Many economic theories have been proposed to discuss the impact of minimum wages on labor market. The proceedings of the labor market is based on the exchange of resources between the employee and employer, the employee receive wages in return for their labor services to the employer. Labor market is considered to be most competitive market, where the established market price is much closer to the value of the product.

Therefore, the employee is likely to receive marginal value, in the competitive market (excluding the factor of minimum wage). Therefore minimum wage laws have been introduced which foresee crisis of unemployment, if fewer employers are interested to hire labor, where as more people are willing to offer their services. Therefore, the law intends to maintain the equilibrium, to avoid social and economic turmoil.

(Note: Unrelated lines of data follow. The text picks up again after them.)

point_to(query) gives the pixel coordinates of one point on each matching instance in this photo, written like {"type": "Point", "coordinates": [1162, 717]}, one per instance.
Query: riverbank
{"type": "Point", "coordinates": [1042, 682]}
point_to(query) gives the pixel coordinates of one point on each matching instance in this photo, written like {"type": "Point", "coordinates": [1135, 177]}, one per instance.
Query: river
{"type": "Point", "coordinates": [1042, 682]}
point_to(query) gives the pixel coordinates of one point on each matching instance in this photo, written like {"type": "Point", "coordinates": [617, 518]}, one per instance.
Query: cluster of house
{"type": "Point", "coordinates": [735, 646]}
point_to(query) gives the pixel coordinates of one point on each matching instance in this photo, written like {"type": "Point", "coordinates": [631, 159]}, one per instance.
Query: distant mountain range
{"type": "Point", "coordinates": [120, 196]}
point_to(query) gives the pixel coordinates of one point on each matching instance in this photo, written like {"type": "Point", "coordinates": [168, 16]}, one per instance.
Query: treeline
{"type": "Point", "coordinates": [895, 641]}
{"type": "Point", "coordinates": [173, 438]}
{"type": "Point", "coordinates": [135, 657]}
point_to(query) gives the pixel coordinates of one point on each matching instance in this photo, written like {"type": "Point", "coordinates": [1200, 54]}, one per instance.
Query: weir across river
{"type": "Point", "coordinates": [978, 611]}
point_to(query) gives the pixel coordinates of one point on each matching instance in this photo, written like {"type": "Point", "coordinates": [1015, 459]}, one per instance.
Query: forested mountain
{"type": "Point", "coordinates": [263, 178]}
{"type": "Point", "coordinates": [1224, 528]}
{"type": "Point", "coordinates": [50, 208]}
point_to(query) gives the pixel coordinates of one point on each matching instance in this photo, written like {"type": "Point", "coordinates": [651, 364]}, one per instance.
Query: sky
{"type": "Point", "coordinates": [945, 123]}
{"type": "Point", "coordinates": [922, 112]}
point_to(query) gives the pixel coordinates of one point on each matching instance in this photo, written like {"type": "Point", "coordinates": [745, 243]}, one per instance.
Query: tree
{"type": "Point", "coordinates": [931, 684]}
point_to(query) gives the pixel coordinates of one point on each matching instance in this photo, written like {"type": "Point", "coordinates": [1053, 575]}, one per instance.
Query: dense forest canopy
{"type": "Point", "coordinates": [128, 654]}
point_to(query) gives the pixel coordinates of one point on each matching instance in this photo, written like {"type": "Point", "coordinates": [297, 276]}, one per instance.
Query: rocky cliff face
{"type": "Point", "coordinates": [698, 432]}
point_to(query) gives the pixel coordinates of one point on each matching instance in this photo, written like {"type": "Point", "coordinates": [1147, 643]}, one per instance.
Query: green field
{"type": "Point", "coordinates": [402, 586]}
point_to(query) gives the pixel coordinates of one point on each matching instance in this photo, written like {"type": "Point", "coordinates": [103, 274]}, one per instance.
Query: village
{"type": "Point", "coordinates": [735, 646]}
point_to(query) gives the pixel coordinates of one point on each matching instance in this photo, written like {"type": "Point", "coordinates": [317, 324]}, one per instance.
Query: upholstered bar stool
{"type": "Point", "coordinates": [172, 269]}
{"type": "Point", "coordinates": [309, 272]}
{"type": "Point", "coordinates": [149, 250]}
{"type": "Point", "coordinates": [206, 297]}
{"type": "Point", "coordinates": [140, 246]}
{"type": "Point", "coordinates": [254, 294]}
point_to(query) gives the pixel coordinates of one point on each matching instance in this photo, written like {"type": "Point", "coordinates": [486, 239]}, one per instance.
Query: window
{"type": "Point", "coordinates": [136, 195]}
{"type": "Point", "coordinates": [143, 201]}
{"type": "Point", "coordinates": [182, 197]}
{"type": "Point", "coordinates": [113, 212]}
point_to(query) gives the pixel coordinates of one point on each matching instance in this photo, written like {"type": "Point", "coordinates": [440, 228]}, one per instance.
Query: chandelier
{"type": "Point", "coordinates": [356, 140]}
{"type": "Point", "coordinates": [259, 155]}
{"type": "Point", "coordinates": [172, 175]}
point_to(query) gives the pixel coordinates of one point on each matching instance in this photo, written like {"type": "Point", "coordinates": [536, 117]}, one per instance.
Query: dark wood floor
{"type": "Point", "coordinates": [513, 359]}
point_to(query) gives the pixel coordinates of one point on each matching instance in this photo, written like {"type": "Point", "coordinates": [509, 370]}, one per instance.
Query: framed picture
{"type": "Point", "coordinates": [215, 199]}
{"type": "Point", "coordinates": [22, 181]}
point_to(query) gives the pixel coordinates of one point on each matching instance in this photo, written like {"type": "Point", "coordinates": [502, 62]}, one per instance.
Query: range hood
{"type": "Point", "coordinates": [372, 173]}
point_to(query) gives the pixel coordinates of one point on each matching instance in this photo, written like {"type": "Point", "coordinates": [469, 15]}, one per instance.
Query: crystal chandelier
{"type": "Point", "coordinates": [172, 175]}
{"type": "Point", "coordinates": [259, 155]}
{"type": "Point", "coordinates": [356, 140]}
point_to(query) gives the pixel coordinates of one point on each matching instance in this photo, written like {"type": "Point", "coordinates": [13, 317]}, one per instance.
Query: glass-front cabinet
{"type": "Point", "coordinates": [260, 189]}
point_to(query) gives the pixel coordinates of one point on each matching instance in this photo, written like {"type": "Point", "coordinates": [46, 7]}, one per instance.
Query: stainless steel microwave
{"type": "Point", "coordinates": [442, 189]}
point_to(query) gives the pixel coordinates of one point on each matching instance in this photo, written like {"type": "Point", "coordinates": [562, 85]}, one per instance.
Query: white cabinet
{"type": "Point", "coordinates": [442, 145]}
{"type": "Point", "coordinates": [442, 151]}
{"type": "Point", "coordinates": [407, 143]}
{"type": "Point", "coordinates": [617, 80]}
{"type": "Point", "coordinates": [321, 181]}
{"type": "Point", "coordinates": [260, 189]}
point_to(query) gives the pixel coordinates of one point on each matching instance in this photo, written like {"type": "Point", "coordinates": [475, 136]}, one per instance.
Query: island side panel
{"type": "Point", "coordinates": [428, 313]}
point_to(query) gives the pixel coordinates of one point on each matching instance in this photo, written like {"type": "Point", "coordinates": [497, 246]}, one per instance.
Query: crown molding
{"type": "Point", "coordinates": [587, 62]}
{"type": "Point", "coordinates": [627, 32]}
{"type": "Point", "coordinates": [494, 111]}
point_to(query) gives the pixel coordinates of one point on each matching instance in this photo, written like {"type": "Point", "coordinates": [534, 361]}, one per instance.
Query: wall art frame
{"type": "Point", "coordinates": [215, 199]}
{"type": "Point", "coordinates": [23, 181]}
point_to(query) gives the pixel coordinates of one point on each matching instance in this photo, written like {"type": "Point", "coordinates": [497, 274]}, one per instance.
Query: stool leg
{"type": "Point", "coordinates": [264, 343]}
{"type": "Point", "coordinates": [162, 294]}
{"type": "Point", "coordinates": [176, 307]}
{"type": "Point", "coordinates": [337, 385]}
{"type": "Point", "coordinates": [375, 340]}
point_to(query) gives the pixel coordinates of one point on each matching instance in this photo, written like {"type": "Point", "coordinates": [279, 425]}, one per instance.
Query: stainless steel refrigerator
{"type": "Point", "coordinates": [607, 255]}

The amount of labor supplied by the workers is directly proportional to the nominal wage, a certain increase in the wage, forecast increase in the labor supply. The observation is based on the assumption that an employee hired at a low wage will prefer to consume ‘leisure and forego wages’, a slight increase in the nominal range, it becomes difficult to practice leisure and avoid labor, therefore there is an increase in the number of workers wiling to offer labor. The relationship between the labor supplied and nominal wage is function of different variables including price. A substantial increase in the price level will reduce the number of workers, at all wages (Wascher, 1995).

LABOR MARKET AND WAGES

There exists an inverse relationship between the nominal wage, and the ‘amount of labor demanded by the organizations’. A substantial increase in the wages is likely to compel the organizations to reduce recruitment schemes. The relationship has been derived on the basis of an assumption that the organization prefers saving for increased proportion of profitability i.e. such level of production is aimed by the organization which increases the profit i.e. the difference between expenses and revenue.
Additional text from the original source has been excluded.